Advertisement

Music : Baroque Group Offers Mozart Works

Share

That the Los Angeles Baroque Orchestra, under the leadership of violinist-director Gregory Maldonado, remains the Southland’s brightest hope for joining the ranks of important American period-performance ensembles was reaffirmed by their concert on Friday in the resonant, cheerful ambience of First Presbyterian Church in Santa Monica.

In utilizing the necessary sizable complement--25 players--for Mozart’s G-minor Symphony, the orchestra courted and indeed succumbed to balance problems infrequently encountered in their generally polished readings of intimate Baroque repertory. But Maldonado’s driving, unfussy, strongly communicative reading--with particular attention paid to the audibility of the bassoons’ critical contribution--and his players’ enthusiastic, if often stretched-to-the-limit response, merited admiration.

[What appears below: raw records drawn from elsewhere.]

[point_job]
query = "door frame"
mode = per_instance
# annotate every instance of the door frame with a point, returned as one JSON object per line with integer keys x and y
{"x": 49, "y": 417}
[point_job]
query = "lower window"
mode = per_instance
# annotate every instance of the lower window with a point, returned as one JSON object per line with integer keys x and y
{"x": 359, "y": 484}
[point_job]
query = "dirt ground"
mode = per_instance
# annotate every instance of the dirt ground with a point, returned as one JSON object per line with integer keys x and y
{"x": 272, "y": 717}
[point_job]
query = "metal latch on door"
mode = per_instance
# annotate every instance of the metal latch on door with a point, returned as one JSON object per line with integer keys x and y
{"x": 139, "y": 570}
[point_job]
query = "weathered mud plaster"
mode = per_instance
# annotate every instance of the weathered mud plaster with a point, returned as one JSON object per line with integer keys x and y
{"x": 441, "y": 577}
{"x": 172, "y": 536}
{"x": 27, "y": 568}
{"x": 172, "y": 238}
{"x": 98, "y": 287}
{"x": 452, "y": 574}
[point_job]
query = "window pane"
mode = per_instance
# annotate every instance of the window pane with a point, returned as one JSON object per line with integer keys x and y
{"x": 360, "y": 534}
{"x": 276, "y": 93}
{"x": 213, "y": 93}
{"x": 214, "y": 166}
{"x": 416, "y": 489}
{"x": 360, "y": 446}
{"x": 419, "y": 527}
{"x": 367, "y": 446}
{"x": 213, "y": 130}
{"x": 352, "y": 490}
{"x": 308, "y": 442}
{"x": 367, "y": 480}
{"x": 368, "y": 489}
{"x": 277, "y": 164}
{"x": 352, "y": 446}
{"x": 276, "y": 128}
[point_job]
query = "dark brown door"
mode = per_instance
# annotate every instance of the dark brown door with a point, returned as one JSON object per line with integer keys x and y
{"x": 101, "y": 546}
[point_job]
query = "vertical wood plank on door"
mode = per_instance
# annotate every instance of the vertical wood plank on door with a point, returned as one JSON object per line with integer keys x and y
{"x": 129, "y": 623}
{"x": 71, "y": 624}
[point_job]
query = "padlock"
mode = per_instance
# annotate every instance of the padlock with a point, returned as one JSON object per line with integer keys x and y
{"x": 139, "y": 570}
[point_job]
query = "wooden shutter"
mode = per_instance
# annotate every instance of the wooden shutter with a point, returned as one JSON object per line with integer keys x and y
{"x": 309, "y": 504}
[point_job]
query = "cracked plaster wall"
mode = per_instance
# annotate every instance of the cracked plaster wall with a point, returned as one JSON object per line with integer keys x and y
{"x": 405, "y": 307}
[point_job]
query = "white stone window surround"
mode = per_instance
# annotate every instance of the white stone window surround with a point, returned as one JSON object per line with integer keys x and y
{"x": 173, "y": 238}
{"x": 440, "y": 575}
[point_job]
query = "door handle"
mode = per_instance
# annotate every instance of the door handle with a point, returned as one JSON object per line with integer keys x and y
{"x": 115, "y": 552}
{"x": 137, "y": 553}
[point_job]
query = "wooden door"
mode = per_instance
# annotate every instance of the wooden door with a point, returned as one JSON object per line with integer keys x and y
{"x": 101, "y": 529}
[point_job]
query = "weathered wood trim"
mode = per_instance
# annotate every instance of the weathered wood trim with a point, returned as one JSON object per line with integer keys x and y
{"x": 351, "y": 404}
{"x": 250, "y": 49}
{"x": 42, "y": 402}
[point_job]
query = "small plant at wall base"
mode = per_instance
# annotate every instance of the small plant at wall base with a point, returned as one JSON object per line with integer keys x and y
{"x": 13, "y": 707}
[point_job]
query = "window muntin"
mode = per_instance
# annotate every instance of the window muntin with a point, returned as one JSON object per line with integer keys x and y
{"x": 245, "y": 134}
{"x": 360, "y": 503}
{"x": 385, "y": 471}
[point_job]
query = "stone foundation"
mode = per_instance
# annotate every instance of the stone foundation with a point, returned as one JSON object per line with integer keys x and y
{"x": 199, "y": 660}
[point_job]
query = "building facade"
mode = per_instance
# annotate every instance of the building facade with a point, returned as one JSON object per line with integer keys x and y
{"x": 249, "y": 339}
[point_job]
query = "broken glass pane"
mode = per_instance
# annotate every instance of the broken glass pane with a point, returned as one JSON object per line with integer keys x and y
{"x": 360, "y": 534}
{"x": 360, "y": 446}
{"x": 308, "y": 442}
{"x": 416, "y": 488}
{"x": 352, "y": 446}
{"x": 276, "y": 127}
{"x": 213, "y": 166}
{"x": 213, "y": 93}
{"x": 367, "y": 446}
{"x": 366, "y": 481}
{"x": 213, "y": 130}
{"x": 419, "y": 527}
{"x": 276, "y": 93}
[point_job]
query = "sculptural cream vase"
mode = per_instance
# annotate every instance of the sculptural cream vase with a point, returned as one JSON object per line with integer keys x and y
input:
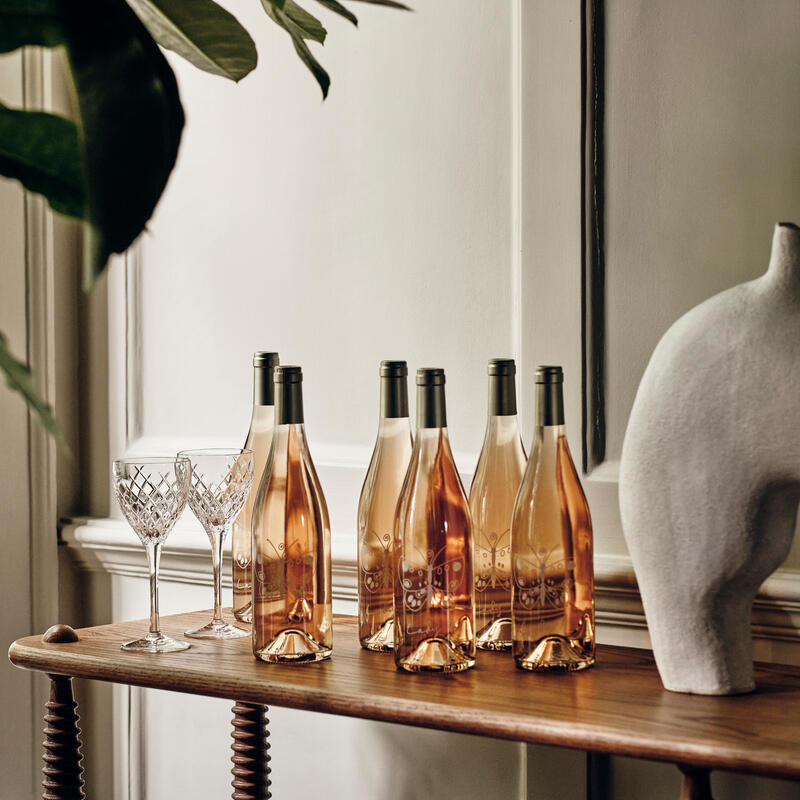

The evening’s most polished work came in Mozart’s D-major Flute Concerto, the solo played with stunning agility and warmth by one of the rising stars of the period movement, Stephen Schultz, who also provided the pithy, tasteful cadenzas.

Advertisement

Maldonado’s ensemble offered sensitive, clearly articulated support, buttressing and embellishing, never swamping the gentle-toned solo.

An instrumental suite from Gluck’s “Orfeo ed Euridice” opened the proceedings in lively, stylish fashion, if with a more-than-fair share of horn blats, oboe squeaks and scrambling violins.